Ultrasound images were made with a 5.5 cm 5MHz curved array transducer (Synergy, GE-Diasonics, USA). The transducer was placed in a'dense foam cube to minimise changes in angulation or pressure and was placed transversely across the abdominal wall along a line mid-way between the inferior angle of the rib cage and the iliac crest. The medial edge of the transducer was placed approximately 10 cm from the midline. However, the position was adjusted to ensure that the medial edge of TrA was approximately 2 cm from the medial edge of the ultrasound image when the subject was relaxed. The location of the transducer was marked so that identical placement would be used for all measurements. Images were frozen and stored for later analysis. A trigger

was used to mark, on the EMG record, the time that the images were taken.

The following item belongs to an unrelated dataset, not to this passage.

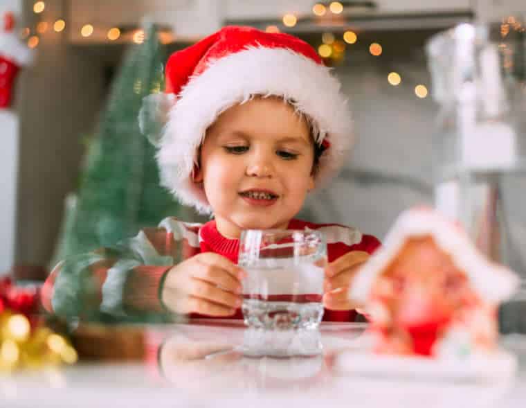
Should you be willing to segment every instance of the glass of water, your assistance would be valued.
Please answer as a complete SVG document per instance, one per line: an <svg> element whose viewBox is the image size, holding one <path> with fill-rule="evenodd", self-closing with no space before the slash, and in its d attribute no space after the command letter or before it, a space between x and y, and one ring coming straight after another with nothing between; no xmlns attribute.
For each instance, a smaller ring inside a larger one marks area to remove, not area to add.
<svg viewBox="0 0 526 408"><path fill-rule="evenodd" d="M319 231L243 231L239 265L248 276L242 310L245 323L253 329L247 338L267 346L281 344L280 351L274 350L278 354L303 354L290 347L298 339L316 338L309 332L318 328L323 316L327 244Z"/></svg>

Electromyography (EMG) recordings were made using intramuscular fine- wire electrodes fabricated from two strands of Teflon-coated stainless-steel wire (75/mi diameter, A-M systems, USA) threaded into a hypodermic needle (0.6x32 mm) and inserted under the guidance of ultrasound imaging into the right ventro-lateral abdominal wall muscles; TrA, obliquus internus abdominis (01), and obliquus externus abdominis (OE). Electrodes were inserted mid-way between the inferior angle of the rib cage and the iliac crest, approximately in the anterior axillary line. EMG data were amplified 2,000 times, band-pass filtered between 20 Hz and 1 kHz (Neurolog, Digitimer, UK) and sampled at 2kHz using a Power 1401 and Spike2 software (CED, UK).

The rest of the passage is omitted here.